OpenEMR Stored Cross-Site Scripting Vulnerability in Graphical Pain Map

A stored cross-site scripting vulnerability has been identified in OpenEMR versions prior to 8.0.0.1. This issue allows authenticated clinicians to inject arbitrary JavaScript into the Graphical Pain Map form. The injected script executes in the browsers of users who later view the affected encounter form. The vulnerability arises because session cookies are not marked as HttpOnly, enabling session hijacking of other users, including administrators.

Impact

Exploitation of this vulnerability allows for stored cross-site scripting, where injected JavaScript executes in the context of users viewing the affected form. This, combined with the non-HttpOnly session cookie configuration, enables full session hijacking, unauthorized access to protected health information, and privilege escalation within the application.

Reproduction

To reproduce this vulnerability, log into OpenEMR as an authenticated user with permission to create encounter forms.
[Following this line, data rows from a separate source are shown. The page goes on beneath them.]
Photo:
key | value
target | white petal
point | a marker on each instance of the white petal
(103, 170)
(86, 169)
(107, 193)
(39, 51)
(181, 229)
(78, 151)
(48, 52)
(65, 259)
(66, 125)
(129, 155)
Open a patient encounter and add a 'Graphical Pain Map' form. Click on the pain map image and enter a payload, such as an image tag with an 'onerror' event, into the 'Detail' textarea. Save the annotation and the form. The injected script will execute when the form is reopened, as the annotation is decoded and injected as raw HTML.

Remediation

Users should update to OpenEMR version 8.0.0.1 or later, where this vulnerability has been fixed.